Denoising 3D ultrasound volumes using sparse representation.

In this paper, a new 3D ultrasound (US) denoising technique that adopts the sparse representation has been proposed for an effective noise reduction in 3D US volumes. The purpose of the proposed method is to reduce image noise while preserving 3D objects edges, hence improving the human interpretation for clinical diagnosis and the 3D segmentation accuracy for further automatic malignancy detection. For denoising 3D US volumes, sparse representation was employed, which has showed an excellent performance in reducing Gaussian noise. It has been well known that US images contain severe multiplicative speckle noise, which has different characteristics compared to the additive Gaussian noise. In this paper, we propose a denoising framework for effectively reducing both Gaussian noise and speckle noise on 3D US volumes. The proposed method removes Gaussian noise using sparse representation. Then, a logarithmic transform is performed to transform the speckle noise into Gaussian noise for applying the sparse representation. To demonstrate the effectiveness of the proposed denoising method, comparative and quantitative experiments had been conducted on a synthesized 3D US phantom data. Experimental results showed that the proposed denoising could improve image quality in terms of denoising measurements.

Combining multiple feature representations and AdaBoost ensemble learning for reducing false-positive detections in computer-aided detection of masses on mammograms.

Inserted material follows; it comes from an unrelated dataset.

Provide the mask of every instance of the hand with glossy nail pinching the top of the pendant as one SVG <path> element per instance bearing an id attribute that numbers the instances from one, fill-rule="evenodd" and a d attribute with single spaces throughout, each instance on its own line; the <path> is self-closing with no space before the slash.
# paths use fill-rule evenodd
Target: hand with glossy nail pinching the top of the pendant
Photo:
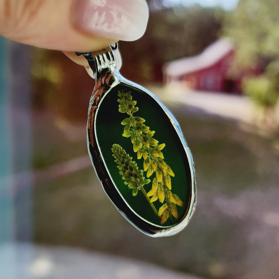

One of the drawbacks of current Computer-aided Detection (CADe) systems is a high number of false-positive (FP) detections, especially for detecting mass abnormalities. In a typical CADe system, classifier design is one of the key steps for determining FP detection rates. This paper presents the effective classifier ensemble system for tackling FP reduction problem in CADe. To construct ensemble consisting of correct classifiers while disagreeing with each other as much as possible, we develop a new ensemble construction solution that combines data resampling underpinning AdaBoost learning with the use of different feature representations. In addition, to cope with the limitation of weak classifiers in conventional AdaBoost, our method has an effective mechanism for tuning the level of weakness of base classifiers. Further, for combining multiple decision outputs of ensemble members, a weighted sum fusion strategy is used to maximize a complementary effect for correct classification. Comparative experiments have been conducted on benchmark mammogram dataset. Results show that the proposed classifier ensemble outperforms the best single classifier in terms of reducing the FP detections of masses.